This is the peach I paid almost US$5 for in Japan (480 yen, to be exact), when I was there a couple of weeks ago. I went for work – the annual congress of an international agricultural journalists organization.

I’m not an agricultural journalist. Some of what I do borders on agricultural journalism. But the main reason I got a guernsey was that the people who would’ve ordinarily gone were unavailable. It’s the first time the congress was held in Asia, and the organisers wanted my employer to sponsor the event by way of sending a delegate to chair a seminar session on rice. Their first choice was the chair of work’s board of trustees, an internationally renowned agricultural economist, from Japan. He couldn’t go, so they asked my boss. He couldn’t go, so he suggested me. It’s a bit like trying to organize a tennis exhibition from, say, Pat Rafter, and getting a guy who had a 50% record in his high-school team instead. But the participants didn’t know that…

Anyway. It was a good excuse to, on the weekend preceding the conference, pop down to my old stomping ground, Kochi Prefecture, and catch up with the indomitable TR, still there since we first arrived in July 2000.

I feel incredibly at home in Kochi, almost to the same extent as I feel at home in Oz. TR maintains a direct connection to the glory days of 00/01; I guess if he headed home to Eng-er-land, Kochi wouldn’t feel quite the same. My 13 months in Japan marked me for life, though. I have a tremendous affection for the country. As a foreigner, I probably escape, to some extent, the more trying aspects of culture (the pressure to work excessively springs immediately to mind). But I associate Japan in general and Kochi in particular with perhaps the most delightfully surprising, eye-opening and fun year of my adult life.

Why did I stay for only 1 year? Career anxiety. I was 28, had no career, knew that teaching English in Japan wouldn’t be my career, and my feet itched to get home and get something going. Which I did, but I know now that another year wouldn’t have made a jot of difference. It might have changed the precise direction I took, but not the progress.

Anyway. The peach. Ordinarily, I wouldn’t dream of paying $5 for a peach. But Japanese peaches tend to be good and I don’t get stone fruit in the Philippines. I wandered back and forth between a couple of fruit shops before I bought it, formulating the justification. Then I bought it, snuck off to a public bench and devoured it in all its succulent gorgeousness. It occurred to me it was one of those instances that speaks of understanding the price but not the value of things. It was a substantial peach, it was fucking delicious, and it was a hell of a lot healthier than any number of $5 snacks I could have bought without having to justify the price. But, in Oz, peaches just don’t cost 5 bucks, so I had to talk myself into it.
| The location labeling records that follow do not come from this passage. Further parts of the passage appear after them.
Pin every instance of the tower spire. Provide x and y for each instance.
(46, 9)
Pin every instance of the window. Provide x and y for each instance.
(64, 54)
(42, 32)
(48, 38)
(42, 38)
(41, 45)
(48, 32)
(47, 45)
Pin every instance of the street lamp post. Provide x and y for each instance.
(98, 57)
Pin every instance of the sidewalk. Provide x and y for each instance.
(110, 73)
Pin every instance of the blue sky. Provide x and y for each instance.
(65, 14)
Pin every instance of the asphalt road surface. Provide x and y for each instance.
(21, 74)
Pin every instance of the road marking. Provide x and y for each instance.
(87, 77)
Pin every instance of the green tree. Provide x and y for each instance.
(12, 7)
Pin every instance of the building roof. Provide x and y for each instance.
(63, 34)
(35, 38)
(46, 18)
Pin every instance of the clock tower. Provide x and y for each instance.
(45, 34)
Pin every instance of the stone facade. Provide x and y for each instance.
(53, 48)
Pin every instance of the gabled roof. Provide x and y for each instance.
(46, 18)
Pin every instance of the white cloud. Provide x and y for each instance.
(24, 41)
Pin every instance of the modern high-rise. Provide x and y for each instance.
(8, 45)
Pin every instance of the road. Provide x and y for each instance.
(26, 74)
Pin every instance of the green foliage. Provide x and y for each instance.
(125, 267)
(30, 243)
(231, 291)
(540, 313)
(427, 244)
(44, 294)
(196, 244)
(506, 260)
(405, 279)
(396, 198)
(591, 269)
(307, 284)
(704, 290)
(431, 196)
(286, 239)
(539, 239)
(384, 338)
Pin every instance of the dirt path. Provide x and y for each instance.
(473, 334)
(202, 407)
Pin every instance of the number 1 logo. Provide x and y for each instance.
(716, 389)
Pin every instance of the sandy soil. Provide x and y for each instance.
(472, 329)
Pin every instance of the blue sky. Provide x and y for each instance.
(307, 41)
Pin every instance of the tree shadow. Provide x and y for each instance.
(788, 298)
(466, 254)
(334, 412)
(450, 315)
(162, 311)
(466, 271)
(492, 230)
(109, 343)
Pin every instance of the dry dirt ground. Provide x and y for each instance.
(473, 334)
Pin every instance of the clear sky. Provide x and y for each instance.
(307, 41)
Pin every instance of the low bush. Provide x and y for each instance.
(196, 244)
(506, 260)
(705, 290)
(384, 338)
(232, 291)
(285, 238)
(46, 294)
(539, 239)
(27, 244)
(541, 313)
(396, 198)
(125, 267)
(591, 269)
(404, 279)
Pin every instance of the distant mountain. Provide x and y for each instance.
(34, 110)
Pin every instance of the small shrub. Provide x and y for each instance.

This is the stage where TR’s band headlined a local music festival, Local Motion, on the Sunday I was in Kochi. TR, his bandmates and a few others organised the whole thing to showcase and promote Kochi music. The typhoon that hit Taiwan and Shanghai last month threatened to dump enough rain to kill the event. The BMX and skateboard stuff was cancelled, but, almost miraculously, the rain held off for the music. Despite the weather keeping the numbers down, the atmosphere was sweet and the music worked really well. Brilliant weekend.
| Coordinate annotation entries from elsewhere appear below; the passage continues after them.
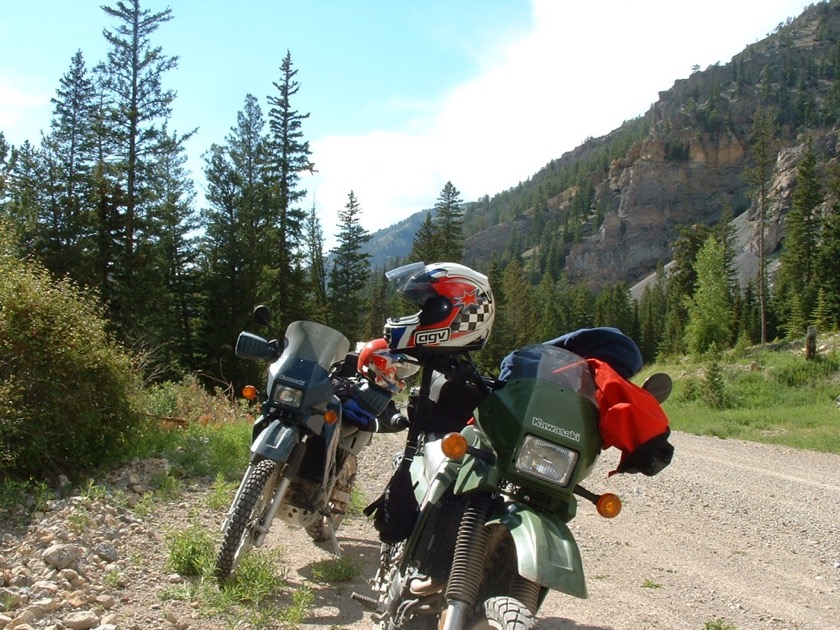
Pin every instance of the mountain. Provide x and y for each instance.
(609, 210)
(390, 245)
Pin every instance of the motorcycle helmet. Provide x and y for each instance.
(456, 308)
(384, 368)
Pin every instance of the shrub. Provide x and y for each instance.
(65, 385)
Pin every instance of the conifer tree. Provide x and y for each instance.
(796, 294)
(449, 224)
(314, 239)
(234, 244)
(288, 157)
(827, 268)
(350, 272)
(709, 313)
(763, 156)
(426, 244)
(5, 151)
(173, 320)
(137, 110)
(652, 309)
(69, 151)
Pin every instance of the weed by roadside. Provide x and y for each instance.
(343, 569)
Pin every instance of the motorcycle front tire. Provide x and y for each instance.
(502, 613)
(339, 502)
(248, 511)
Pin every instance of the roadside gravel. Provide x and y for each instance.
(744, 533)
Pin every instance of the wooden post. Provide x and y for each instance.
(811, 344)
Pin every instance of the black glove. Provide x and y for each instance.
(650, 458)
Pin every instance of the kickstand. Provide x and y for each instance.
(333, 538)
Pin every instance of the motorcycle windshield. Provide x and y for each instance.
(315, 342)
(554, 365)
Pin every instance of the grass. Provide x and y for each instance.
(772, 396)
(258, 593)
(344, 569)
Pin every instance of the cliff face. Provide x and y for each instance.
(682, 163)
(671, 179)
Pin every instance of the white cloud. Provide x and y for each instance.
(582, 70)
(18, 109)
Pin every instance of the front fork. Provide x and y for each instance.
(288, 470)
(468, 563)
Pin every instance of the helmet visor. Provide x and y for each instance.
(412, 282)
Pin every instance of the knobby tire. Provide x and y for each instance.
(249, 508)
(502, 613)
(320, 530)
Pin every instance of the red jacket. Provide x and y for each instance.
(632, 421)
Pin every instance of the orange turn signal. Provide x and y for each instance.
(608, 505)
(454, 445)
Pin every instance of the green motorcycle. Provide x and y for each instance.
(490, 535)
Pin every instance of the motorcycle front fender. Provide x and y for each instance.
(546, 550)
(276, 441)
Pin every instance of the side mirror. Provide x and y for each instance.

(A tragic footnote – the next day, around the time I was boarding the plane to head back to Tokyo, R, an American guy I’d met a few times when I lived in Kochi, who was still living there, headed out into the typhoon swell to surf the local river-mouth break, not far from the festival venue. He wasn’t so experienced, got into trouble and never made it back. A group of schoolkids who saw the commotion on the beach came out to look; one of them fell into the river, was washed out and drowned also.)